The throughput difference is staggering. LSM Trees like RocksDB can sustain 2-5x higher write rates than B-Trees. In Facebook's benchmarks, RocksDB regularly exceeded 100 MB/s ingestion while WiredTiger (a B-Tree engine) bottlenecked at 20 MB/s.
The Read Debt
You cannot escape tradeoffs. The warehouse model has a problem and it's in finding the stuff you stored. To read a single key in an LSM Tree, you have to check:
- The active MemTable (in RAM)
- Any immutable MemTables waiting to be flushed
- All the Level 0 SSTables on disk with overlapping key ranges
- One SSTable per level in the hierarchy
As you can imagine, this is slow. A single key lookup could require checking a dozen files across RAM and disk. So LSM Trees cheat in two ways:
Bloom Filters: Before reading an SSTable the DB engine checks a probabilistic data structure to see if the key is definitely not in this file? If the Bloom filter says no, then it skips the entire file or else it'll have to check. There are chances of false positive, but majority cases proceeds.
Sparse Indexes: Inside each SSTable, data is stored in sorted blocks. With this the system maintains a sparse index with pointers indicating the start and end keys for each block. This allows binary search within the file, narrowing down to a single 4 KB block instead of scanning the entire thing.

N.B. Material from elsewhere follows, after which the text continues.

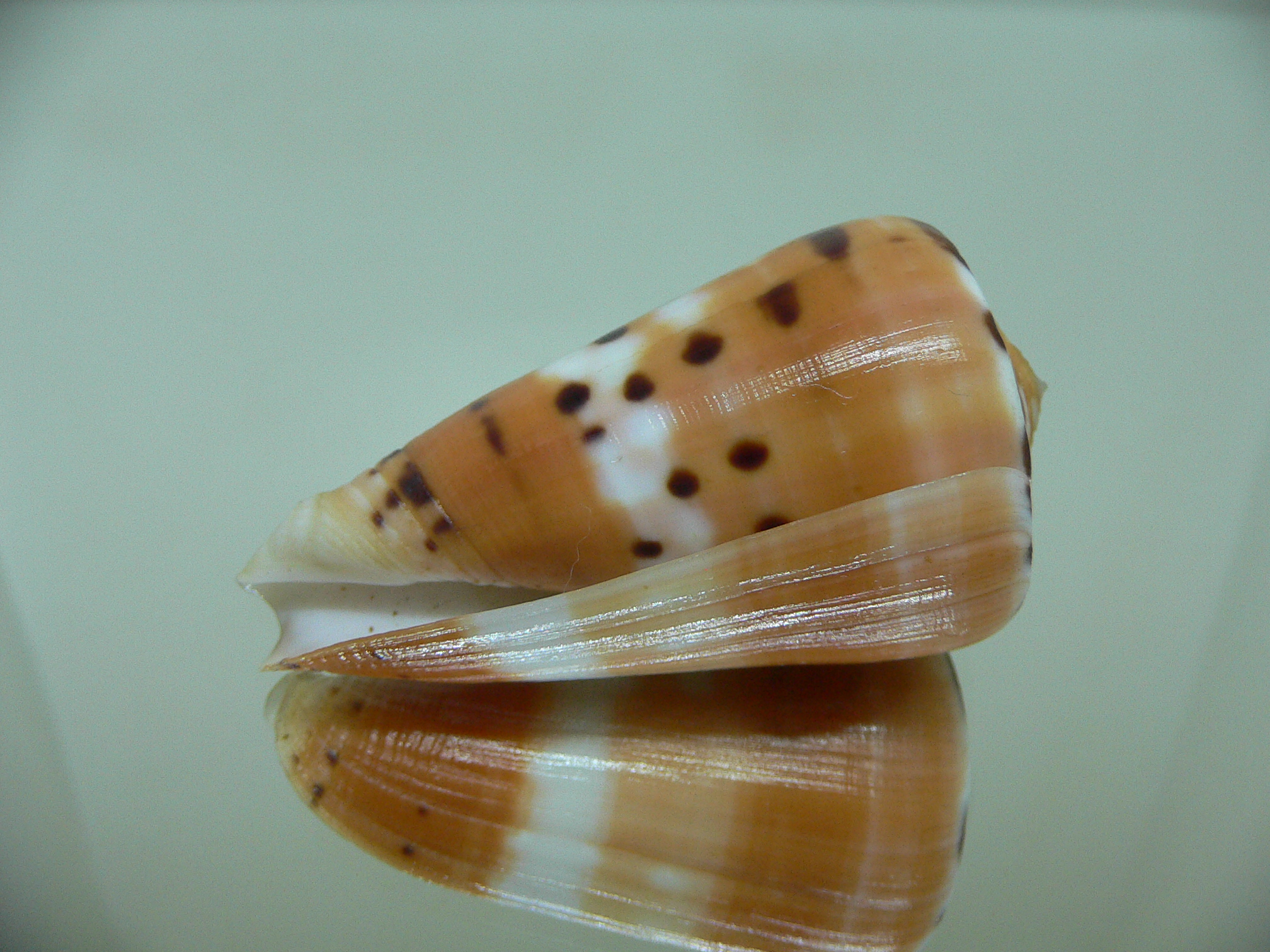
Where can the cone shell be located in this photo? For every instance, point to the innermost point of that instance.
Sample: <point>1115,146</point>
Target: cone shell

Even with these tricks, LSM's read latency is higher than B-Trees. The 95th percentile latency in production LSM systems can be 2-3x worse than B-Trees for point lookups.
The NVMe Twist
For decades the LSM Tree's dominance in write-heavy workloads was justified by the extreme cost of random writes on spinning disks. But NVMe SSDs have fundamentally changed the equations now. Modern NVMe drives don't have any mechanical heads. They use parallel flash channels which can handle thousands of random 4 KB writes per second at microsecond latency. The performance gap between random and sequential I/O has collapsed to as little as 2-3x. Now as the random writes are no longer prohibitively expensive, the value add to the LSM Tree's weakens.

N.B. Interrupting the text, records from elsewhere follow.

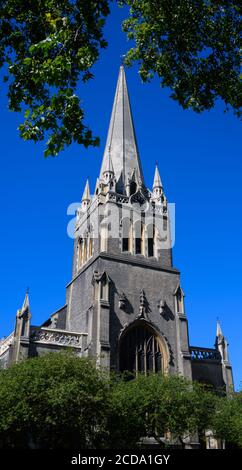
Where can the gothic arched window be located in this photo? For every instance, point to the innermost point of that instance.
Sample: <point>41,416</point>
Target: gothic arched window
<point>141,350</point>
<point>151,235</point>
<point>127,235</point>
<point>139,234</point>
<point>133,187</point>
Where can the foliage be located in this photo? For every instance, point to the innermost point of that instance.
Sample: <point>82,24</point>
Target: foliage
<point>48,46</point>
<point>156,406</point>
<point>193,46</point>
<point>54,401</point>
<point>62,401</point>
<point>227,421</point>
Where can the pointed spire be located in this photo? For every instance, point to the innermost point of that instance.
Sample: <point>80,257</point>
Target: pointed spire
<point>96,186</point>
<point>157,184</point>
<point>121,141</point>
<point>26,304</point>
<point>157,179</point>
<point>219,332</point>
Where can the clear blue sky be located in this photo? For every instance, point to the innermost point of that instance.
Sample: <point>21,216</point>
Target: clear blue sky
<point>200,161</point>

Recent research on Bf-Trees shows write throughput 6x higher than traditional B-Trees and point lookups 2x faster than both B-Trees and LSM Trees! It's a next-generation B-Tree variant designed for SSDs. The future of database storage might not be LSM Trees and we might get back to the roots of B-Trees.

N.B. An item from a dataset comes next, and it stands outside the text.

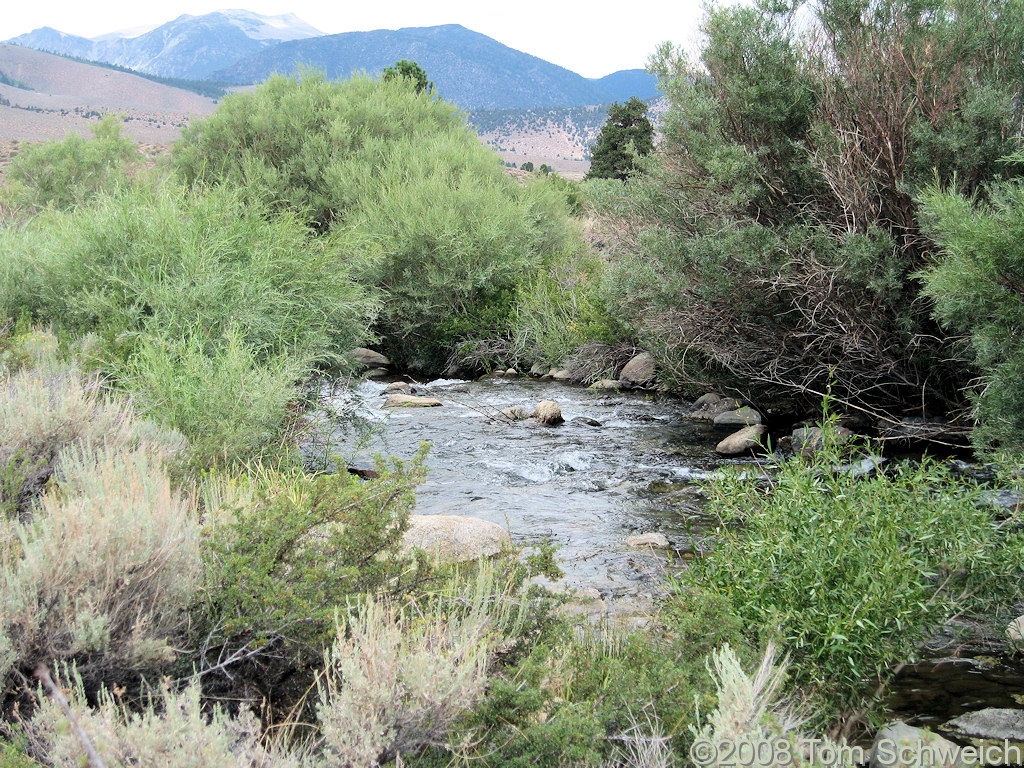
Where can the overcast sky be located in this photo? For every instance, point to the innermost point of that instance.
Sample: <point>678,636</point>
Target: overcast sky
<point>577,36</point>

The Framework: Organize Now, or Organize Later?
You'll learn within years of working with databases - there is no perfect database. The space is as specialized as it gets. Each has its tradeoffs and is applicable for a given use case.
B-Trees organize at ingestion. Write pays the cost of finding the correct sorted position then updating pages in place, and finally maintaining the tree invariant. The benefit? Reads are orders of magnitude faster.
LSM Trees organize at compaction. Every write feels fast because you're just appending. The cost is deferred to background processes that merge, sort, and garbage-collect. The benefit? Extreme write throughput.
This isn't just a software problem but it's hardware and physics. The RUM conjecture (Read, Update, Memory overhead) states that you can optimize for two of these three dimensions, but not all three. B-Trees choose Read and Memory efficiency at the cost of Update performance. LSM Trees choose Update efficiency at the cost of Read complexity and Space overhead. The library and the warehouse both work. It's just that they are optimized for different realities. Understand the trade-offs well enough that when your database inevitably melts down at 3 AM, you'll know why and more importantly what lever to pull.